O que se vê e se ouve quanto ao presidente interino
Michel Temer na versão de Machado, que presidiu a Transpetro de 2003 a
2014, é que Temer, como vice, teria pedido a intermediação de Machado
para obter doações de R$ 1,5 milhão para a campanha de Gabriel Chalita à
Prefeitura de São Paulo em 2012.
O que não se vê nem se ouve é
que, apesar de Machado dizer que desviou mais de R$ 100 milhões para a
cúpula do PMDB, ele citou Renan (R$ 32 milhões!), Sarney, Jucá e o
insaciável Edison Lobão, mas excluiu desse bolo justamente o próprio
presidente do partido, que era Temer. Não disse que despejou dinheiro em
campanhas, em contas ou no bolso de Temer. No máximo, disse que ele
voltou a presidir a sigla para desempatar a disputa entre deputados e
senadores peemedebistas por dinheiro. Se a cúpula toda do PMDB estava no
“rachuncho”, o presidente não deveria estar? Pela delação, não estava.
Tem-se
que, pelo que se tem até agora, a situação de Temer no caso Machado
está menos para a de Renan, Sarney, Jucá e Lobão, que recebiam boladas
milionárias e até mesadas, e mais para, por exemplo, a de Jandira
Feghali (PC do B), Cândido Vaccarezza, Jorge Bittar e Luiz Sérgio (PT) e
José Agripino Maia (DEM), citados por receberem doações registradas
como legais por empreiteiras. Detalhe: eles teriam pedido para eles
próprios, enquanto Temer teria pedido para terceiros, ou seja, Chalita.
Nunca
se sabe o que ainda pode vir de delações, gravações e versões atingindo
o presidente interino e, além disso, foi temerário (sem trocadilho)
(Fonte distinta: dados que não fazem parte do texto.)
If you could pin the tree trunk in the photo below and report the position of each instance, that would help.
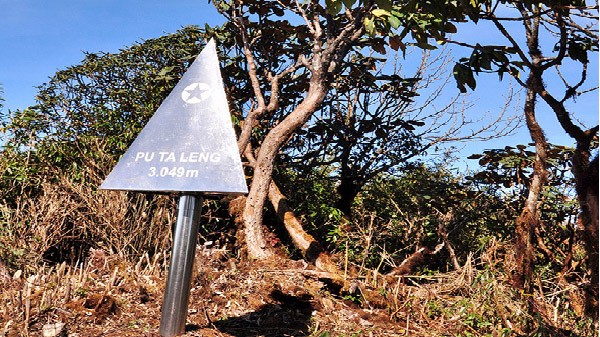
(529, 219)
(306, 243)
(586, 180)
(263, 168)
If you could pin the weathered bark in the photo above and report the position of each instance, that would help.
(309, 247)
(263, 169)
(414, 260)
(325, 60)
(586, 176)
(529, 219)
(348, 190)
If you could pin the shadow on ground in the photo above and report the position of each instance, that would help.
(289, 316)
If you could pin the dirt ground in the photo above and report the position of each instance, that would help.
(228, 298)
(107, 296)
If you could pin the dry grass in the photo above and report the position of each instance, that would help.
(109, 296)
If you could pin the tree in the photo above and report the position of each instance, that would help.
(570, 29)
(301, 49)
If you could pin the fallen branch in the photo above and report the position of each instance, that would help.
(414, 260)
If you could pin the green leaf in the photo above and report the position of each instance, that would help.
(333, 6)
(380, 12)
(394, 21)
(349, 3)
(369, 26)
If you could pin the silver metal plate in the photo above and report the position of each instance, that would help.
(189, 144)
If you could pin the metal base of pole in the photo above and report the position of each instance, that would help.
(177, 291)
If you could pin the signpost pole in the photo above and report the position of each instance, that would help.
(177, 292)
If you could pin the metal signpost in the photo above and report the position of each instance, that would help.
(188, 146)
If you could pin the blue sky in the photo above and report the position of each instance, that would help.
(37, 38)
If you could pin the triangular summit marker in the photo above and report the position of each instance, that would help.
(189, 144)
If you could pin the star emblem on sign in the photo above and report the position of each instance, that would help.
(195, 93)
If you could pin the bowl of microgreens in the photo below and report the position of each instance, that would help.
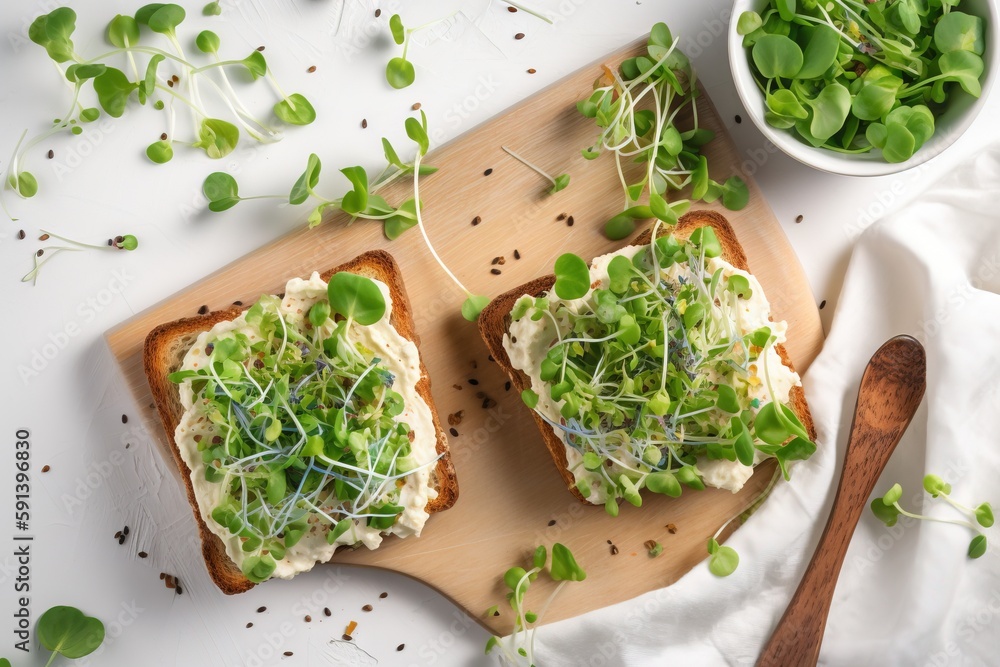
(863, 88)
Temer dizer que “alguém que tivesse cometido esses delitos
irresponsáveis não teria condições de presidir o País”, referindo-se à
acusação de Machado. E se, amanhã ou depois, surgirem evidências de que
os dois se encontraram na Base Aérea e discutiram financiamento de
Chalita às vésperas da eleição de 2012? [Temer agiu corretamente ao dizer "“alguém que tivesse cometido esses delitos
irresponsáveis não teria condições de presidir o País”,; caso surjam provas que ele Temer pediu dinheiro para Chalita ou qualquer outro candidato, cabe a Temer renunciar ao cargo de presidente da República.
Com sua declaração o presidente demonstrou a todos a improcedência da acusação - inaceitável é considerar eventual encontro entre ele e Machado na Base Aérea prova de que a acusação de Machado seja verdadeira. Tem que provado o teor da conversa.]
“Você acha que eu preciso
de intermediários para falar com empresário, para pedir doação de
campanha para a empresa X, Y ou Z? Ainda mais de um sujeitinho (Machado)
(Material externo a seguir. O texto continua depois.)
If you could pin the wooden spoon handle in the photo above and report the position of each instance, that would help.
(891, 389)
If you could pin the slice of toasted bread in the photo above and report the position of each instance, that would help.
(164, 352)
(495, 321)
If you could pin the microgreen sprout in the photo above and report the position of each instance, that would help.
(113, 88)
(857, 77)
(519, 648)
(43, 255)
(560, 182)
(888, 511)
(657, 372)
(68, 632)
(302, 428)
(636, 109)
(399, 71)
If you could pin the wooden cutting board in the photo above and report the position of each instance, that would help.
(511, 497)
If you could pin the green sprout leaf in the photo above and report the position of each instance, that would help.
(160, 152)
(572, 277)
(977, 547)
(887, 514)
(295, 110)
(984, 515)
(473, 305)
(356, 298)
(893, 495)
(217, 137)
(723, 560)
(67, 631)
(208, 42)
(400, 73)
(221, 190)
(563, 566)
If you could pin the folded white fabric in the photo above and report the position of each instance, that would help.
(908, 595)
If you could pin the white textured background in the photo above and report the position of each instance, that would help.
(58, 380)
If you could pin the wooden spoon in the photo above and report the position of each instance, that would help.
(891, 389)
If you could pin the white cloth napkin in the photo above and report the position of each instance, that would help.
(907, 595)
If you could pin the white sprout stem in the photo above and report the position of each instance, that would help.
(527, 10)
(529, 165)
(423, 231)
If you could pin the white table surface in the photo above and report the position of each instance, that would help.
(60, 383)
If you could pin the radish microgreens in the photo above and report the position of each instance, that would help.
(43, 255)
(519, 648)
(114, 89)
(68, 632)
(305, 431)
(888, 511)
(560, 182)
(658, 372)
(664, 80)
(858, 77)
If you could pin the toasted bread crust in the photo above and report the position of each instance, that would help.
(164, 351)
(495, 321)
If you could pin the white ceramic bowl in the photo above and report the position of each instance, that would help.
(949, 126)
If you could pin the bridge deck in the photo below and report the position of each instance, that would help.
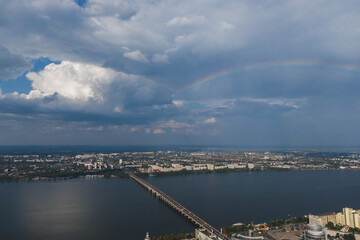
(180, 208)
como esse?”, me disse Temer ontem, relatando que recebeu Machado, pelo
menos uma vez, no gabinete de vice-presidente e na residência do Jaburu e
que, de fato, vez ou outra, para ganhar tempo, mantém conversas na Base
Aérea, mas não se lembra desse encontro de 2012.
De qualquer
forma, a metralhadora giratória de Sérgio Machado é muitíssimo grave,
atinge o coração do PMDB, alveja sete partidos, inclusive o PSDB, e
reforça duas questões muito delicadas: 1) qual a alternativa ao governo
Temer agora?; 2) se não sobra ninguém e nenhum partido, que candidatos
teremos em 2018?
O bloco PSDB/PMDB/PPS/DEM ameaça incluir na
acusação contra Dilma Rousseff, no processo de impeachment, o relatório
preliminar do TCU apontando 23 irregularidades e/ou crimes de
responsabilidade nas contas dela em 2015. Já a turma PT/PC do B/PDT
contra-ataca tentando anexar as gravações e delações de Machado na
defesa dela. Nada disso deve ter efeito prático, mas aumenta o
descrédito geral. [O bloco PSDB & Cia age corretamente; vale tudo para destruir politicamente a Afastada.]
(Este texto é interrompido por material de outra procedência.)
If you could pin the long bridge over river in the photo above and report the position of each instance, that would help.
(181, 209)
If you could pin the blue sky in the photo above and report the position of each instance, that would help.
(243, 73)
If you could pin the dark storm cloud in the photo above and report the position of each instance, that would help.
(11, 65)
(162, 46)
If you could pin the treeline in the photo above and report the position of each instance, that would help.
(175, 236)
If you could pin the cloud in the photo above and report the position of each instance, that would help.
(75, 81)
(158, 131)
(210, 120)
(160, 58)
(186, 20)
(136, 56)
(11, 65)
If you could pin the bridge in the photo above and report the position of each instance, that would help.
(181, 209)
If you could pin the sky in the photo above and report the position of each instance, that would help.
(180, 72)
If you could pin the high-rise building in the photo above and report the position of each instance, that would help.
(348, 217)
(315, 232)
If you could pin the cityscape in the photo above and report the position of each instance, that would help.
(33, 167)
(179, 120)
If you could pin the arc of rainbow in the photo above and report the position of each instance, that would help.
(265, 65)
Aliás, bastou a Dilma botar o pé fora do
Planalto para o PT trocar de posição com o PMDB: era alvo principal
desde o mensalão, agora cedeu a vez ao PMDB de Temer. Confirmando que a
munição mais pesada e a maior publicidade (para o bem e para o mal) são
sempre para quem está no poder. [devendo ser sempre considerada a possibilidade que Machado esteja a serviço do PT - afinal ele é uma mercadoria.]